The baseline of time urgency is a need to control time, but time urgency winds up controlling you. You stress over the elevator that's taking forever or e-mails that don't have to be returned immediately, or you put life and limb at risk to get to FedEx before the last shipment of the day goes out. Rushing is, in fact, an altered state very similar to drunkenness. You do things in your rushing mind you never would do in your sane mind, like go ballistic at a 10-item-or-less checkout counter when someone goes over the quota.
That's anger, and anger is a well-documented link to heart disease. Men with higher "trait anger" have a 1.7 times greater chance of developing hypertension, with a 90 percent increased risk for coronary heart disease for pre-hypertensive men, according to a 2007 study at the University of South Carolina of 2,334 men and women.
In a review of 43 studies, researchers at University College in London found that anger and hostility increased the risk of coronary heart disease in healthy people by 19 percent.
Eduard Suarez, a behavioral sciences professor at Duke University, has shown that anger and hostility lead to the production of higher levels of coronary C-reactive protein (CRP), a substance that promotes and predicts cardiovascular disease in healthy people and is associated with inflammatory processes that lead to thickening of the arteries. He found that men who rated high in hostility and depression had two to three times the amount of CRP than mild-mannered men had. Hostility is such a red flag that a study by the Boston University School of Public Health in 2002 suggested that it's a better predictor of coronary disease than high cholesterol, smoking or drinking.
Time urgency is not a state that leads to sane business decisions. You are at the mercy of the raw, panicked emotions of the caveman brain--the amygdala--home of the stress response, which hijacks the rational parts of your mind in times of perceived danger.
The paradox is, as out of control as you might feel, the ability to control time urgency is completely in your hands. Watch for tip-offs that you are on the too-fast track--eating fast, talking fast, being in a general hurry and excessively aware of time, putting words in other people's mouths and feeling chronically impatient and irritable. And when you're racing, catch yourself. Take a deep breath. Ask, is it an emergency or is it a speed trap? You don't have to be in fifth gear every second of the day.
Kimberly Chiu, a Monterey Park, Calif., entrepreneur whose company, Papeterie, produces custom letterpress stationery, learned the hard way that she couldn't run a sustainable business if she let time urgency run her.
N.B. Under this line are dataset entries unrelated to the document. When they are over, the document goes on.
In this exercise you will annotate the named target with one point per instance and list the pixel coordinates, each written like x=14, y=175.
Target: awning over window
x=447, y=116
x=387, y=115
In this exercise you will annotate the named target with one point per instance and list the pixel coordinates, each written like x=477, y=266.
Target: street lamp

She doesn't answer e-mail in five minutes anymore, nor does she do weekend and 2 a.m. e-mails, two things that gave customers the impression she was available every second. "It's very easy to want to please the customers," notes Chiu. "But we always try to underpromise and overdeliver."
The fastest runners in the world, from sprint legend Carl Lewis to Olympic gold medalist Allyson Felix, have a habit of saying after winning races that they relaxed more than their competitors. They concentrated on their form, not the finish line of the clock, so they weren't tense or constricted, as we are when we're rushing. They didn't panic and stuck to their game plan. They focused on the content, not the clock. That's the ultimate answer to time urgency--full engagement in the moment. That's optimal performance.